Jim Wilson, PC critic for colleges and universities and Simcoe-Grey candidate, told thedailyplanet.com Sorbara’s warning of a 10 per cent reduction is simply not true.
“We would be investing nearly 2-billion dollars in education, a lot of it going towards post-secondary,” he said, noting the last time the PCs were in power his party “did deregulate tuition as every other province did."
“But we’re not doing anymore of that this time,” he said, adding “the Liberals have had eight years to turn that back and they never did.”
“I in no way believe that Mr. McGuinty is going to give students this huge tuition break,” he added, wondering why the Liberals aren’t just lowering tuition.
“That’s always suspicious,” he said. “Governments do that usually because they hope no one bothers doing the paperwork.”
Wilson added PCs are being honest with students by promising to increase the Ontario Students Assistance Program threshold.
As for the NDP, both Wilson and John Milloy, Liberal incumbent minister of training, colleges and universities and Kitchener Centre candidate, said their promise of a four-year tuition freeze is reckless.
“They say we’re going to have this nice cap on tuition and then they don’t put any money in their financial plan to reimburse institutions and that’s going to permanently weaken the post-secondary system,” Milloy told thedailyplanet.com.
Wilson said the PCs are “not in favour of a freeze because it’s those coming into the system after it that will face massive hikes in tuition.”
But Jagmeet Singh, NDP candidate for Bramalea-Gore-Malton, told thedailyplanet.com his party can afford the tuition freeze and has plans thereafter.
“Our funding solution is that we’ll roll back corporate tax rates,” he said. “It’d bring billions and billions of dollars that would be able to pay for the freeze.”
Singh said it’s ridiculous to speculate on a hike after the freeze, adding “there’s no plan at all for an increase, in fact, we’d like to see the freeze as the first step and then move towards reducing tuition fees.”

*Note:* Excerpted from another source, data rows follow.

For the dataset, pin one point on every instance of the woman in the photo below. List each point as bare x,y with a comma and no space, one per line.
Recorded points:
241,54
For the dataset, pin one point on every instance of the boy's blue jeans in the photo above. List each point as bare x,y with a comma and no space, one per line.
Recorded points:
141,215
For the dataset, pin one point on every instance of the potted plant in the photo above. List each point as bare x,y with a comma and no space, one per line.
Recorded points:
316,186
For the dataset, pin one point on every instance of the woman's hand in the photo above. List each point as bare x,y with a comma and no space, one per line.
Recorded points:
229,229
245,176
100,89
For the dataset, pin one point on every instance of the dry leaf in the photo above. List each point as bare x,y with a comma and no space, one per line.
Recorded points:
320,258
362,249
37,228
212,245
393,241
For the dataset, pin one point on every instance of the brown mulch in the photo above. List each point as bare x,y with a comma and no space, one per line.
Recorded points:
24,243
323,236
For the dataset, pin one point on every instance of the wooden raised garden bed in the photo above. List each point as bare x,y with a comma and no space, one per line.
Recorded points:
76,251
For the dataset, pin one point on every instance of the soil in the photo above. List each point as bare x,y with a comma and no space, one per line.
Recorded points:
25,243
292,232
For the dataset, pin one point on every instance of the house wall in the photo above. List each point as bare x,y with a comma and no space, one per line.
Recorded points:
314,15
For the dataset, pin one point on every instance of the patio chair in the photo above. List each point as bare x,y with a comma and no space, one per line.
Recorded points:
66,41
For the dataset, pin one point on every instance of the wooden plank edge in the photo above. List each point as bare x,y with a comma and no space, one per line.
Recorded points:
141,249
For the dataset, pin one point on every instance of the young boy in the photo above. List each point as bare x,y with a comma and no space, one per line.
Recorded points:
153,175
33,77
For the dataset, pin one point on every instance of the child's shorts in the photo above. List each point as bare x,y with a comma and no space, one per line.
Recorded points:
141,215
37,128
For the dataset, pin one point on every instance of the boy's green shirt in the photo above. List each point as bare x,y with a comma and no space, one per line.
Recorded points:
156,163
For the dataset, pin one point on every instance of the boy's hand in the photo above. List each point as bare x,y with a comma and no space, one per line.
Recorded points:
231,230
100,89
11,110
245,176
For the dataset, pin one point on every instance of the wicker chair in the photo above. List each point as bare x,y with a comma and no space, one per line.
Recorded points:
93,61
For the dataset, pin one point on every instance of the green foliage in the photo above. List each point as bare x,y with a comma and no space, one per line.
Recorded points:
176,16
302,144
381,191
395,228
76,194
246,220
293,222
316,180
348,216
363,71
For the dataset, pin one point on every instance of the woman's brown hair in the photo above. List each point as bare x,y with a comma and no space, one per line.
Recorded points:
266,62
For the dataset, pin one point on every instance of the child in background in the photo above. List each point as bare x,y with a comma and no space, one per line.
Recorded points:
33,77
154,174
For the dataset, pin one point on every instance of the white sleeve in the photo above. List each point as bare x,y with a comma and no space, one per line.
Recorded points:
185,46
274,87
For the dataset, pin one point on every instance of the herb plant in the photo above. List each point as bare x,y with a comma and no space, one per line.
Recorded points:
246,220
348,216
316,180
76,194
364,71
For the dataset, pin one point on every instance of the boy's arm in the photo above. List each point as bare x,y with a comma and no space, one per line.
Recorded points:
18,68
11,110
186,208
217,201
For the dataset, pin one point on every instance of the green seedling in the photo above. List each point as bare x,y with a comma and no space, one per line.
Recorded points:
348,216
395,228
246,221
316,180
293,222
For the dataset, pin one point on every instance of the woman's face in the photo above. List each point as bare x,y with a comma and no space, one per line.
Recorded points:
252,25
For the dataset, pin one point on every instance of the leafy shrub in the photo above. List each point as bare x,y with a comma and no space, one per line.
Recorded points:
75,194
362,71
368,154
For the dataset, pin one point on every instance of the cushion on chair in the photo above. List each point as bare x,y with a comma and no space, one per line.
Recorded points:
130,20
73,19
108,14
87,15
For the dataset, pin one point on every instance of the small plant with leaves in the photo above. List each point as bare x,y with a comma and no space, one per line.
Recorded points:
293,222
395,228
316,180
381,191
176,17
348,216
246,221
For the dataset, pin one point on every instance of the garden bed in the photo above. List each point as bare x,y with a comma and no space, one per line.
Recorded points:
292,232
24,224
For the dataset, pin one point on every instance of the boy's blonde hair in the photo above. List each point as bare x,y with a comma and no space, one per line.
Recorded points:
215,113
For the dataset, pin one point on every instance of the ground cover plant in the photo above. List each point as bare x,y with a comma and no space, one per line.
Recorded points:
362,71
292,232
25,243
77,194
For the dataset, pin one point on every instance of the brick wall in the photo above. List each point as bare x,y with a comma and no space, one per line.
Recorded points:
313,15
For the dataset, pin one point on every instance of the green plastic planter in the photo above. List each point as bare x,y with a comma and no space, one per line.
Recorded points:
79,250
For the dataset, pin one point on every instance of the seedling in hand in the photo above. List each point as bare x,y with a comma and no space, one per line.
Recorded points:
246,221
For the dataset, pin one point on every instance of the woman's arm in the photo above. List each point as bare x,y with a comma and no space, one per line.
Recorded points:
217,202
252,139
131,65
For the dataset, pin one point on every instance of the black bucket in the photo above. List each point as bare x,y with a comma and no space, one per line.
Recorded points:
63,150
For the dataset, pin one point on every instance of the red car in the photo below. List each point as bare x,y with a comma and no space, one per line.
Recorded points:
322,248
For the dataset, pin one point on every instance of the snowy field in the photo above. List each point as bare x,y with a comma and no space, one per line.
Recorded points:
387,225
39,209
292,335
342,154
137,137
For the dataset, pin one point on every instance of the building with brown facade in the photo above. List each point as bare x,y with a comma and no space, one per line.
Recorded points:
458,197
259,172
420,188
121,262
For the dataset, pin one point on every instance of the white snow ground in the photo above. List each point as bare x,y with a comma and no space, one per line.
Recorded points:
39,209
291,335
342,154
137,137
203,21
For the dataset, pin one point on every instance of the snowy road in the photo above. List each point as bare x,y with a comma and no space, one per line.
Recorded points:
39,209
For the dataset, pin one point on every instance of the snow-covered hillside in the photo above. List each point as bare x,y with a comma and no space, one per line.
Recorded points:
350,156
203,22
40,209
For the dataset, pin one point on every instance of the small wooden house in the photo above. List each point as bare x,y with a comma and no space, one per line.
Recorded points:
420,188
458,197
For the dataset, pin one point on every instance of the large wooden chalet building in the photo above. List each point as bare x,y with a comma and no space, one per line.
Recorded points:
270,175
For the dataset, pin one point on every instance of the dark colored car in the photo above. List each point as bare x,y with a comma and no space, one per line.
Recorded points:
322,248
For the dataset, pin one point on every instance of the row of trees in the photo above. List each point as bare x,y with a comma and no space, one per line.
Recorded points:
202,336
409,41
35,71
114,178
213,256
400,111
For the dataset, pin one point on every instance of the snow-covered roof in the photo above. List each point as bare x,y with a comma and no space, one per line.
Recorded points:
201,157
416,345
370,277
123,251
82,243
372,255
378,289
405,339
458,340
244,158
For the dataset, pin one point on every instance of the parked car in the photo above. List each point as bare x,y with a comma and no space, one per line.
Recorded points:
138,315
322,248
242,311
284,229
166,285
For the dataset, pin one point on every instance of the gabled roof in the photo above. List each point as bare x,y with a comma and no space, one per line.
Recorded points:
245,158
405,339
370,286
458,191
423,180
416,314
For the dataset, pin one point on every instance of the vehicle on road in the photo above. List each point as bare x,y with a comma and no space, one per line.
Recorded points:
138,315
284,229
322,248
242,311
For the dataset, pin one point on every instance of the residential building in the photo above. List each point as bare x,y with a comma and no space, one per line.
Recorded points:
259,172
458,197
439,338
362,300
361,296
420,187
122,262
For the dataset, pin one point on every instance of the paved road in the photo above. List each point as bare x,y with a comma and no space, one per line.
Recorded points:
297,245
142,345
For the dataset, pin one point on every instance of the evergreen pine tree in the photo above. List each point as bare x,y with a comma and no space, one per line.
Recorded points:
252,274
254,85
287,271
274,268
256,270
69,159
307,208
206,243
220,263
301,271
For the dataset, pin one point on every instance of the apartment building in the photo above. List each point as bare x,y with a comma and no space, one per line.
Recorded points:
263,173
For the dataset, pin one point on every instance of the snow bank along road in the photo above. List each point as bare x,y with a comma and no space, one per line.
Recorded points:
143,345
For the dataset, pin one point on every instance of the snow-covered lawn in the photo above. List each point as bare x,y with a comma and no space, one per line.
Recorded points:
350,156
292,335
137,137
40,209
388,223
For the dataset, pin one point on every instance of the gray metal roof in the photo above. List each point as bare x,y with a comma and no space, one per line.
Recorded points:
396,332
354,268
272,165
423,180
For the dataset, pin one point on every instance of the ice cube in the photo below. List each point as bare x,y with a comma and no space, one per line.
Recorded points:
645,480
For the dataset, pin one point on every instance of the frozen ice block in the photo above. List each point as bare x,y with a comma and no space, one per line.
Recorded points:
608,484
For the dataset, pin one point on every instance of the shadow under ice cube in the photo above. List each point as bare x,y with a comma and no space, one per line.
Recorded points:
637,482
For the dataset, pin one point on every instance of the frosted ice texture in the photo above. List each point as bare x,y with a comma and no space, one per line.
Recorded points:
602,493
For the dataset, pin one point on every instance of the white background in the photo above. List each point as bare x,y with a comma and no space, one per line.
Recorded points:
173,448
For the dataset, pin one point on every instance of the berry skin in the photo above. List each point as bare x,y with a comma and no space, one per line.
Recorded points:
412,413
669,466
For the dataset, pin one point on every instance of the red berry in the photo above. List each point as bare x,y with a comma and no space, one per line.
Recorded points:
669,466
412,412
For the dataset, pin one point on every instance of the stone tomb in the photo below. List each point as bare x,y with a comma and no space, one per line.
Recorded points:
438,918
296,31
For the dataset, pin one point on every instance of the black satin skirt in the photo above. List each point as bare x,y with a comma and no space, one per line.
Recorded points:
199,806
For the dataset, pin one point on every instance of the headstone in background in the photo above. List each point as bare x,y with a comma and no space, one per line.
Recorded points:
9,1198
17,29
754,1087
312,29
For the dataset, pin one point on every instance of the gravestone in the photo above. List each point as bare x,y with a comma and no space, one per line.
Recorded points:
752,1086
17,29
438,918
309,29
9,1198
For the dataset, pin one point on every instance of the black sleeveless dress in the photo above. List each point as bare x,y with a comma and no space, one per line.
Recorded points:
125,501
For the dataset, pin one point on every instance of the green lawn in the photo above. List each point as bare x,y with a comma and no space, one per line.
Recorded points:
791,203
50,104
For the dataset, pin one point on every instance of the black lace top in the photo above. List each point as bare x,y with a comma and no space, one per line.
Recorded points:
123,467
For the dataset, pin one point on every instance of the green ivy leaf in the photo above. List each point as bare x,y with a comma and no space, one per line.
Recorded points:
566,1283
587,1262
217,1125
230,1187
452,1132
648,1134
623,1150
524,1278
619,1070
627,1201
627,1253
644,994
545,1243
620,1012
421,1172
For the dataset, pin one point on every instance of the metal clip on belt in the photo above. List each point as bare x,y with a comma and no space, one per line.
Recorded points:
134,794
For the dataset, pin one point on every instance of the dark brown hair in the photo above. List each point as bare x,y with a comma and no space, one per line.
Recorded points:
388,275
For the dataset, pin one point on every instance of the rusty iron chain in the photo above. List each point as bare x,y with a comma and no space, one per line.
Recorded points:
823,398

He added it’s the Liberal’s and PC’s promises that are stopgap measures, with the former’s offer of 30 per cent off tuition basically covering the roughly 30 per cent increase since 2005.
And “the PC’s plan to raise the threshold on OSAP will put students further and further into debt,” he said.
Krisna Saravanamuttu, the Ontario representative for the Canadian Federation of Students, summed things up for thedailyplanet.com, saying students must put more pressure on all the major parties to get the fair treatment they deserve.
“It was a NDP government that raised tuition twice in the early 1990’s and then the PCs gutted funding left, right and centre, and we’re still trying to climb back from those cuts,” he said. “And under the Liberal’s watch, we now pay the highest tuition in the country – so there’s no perfect party for students.”

Humber College students attend class in the North campus lecture hall on Sept. 30.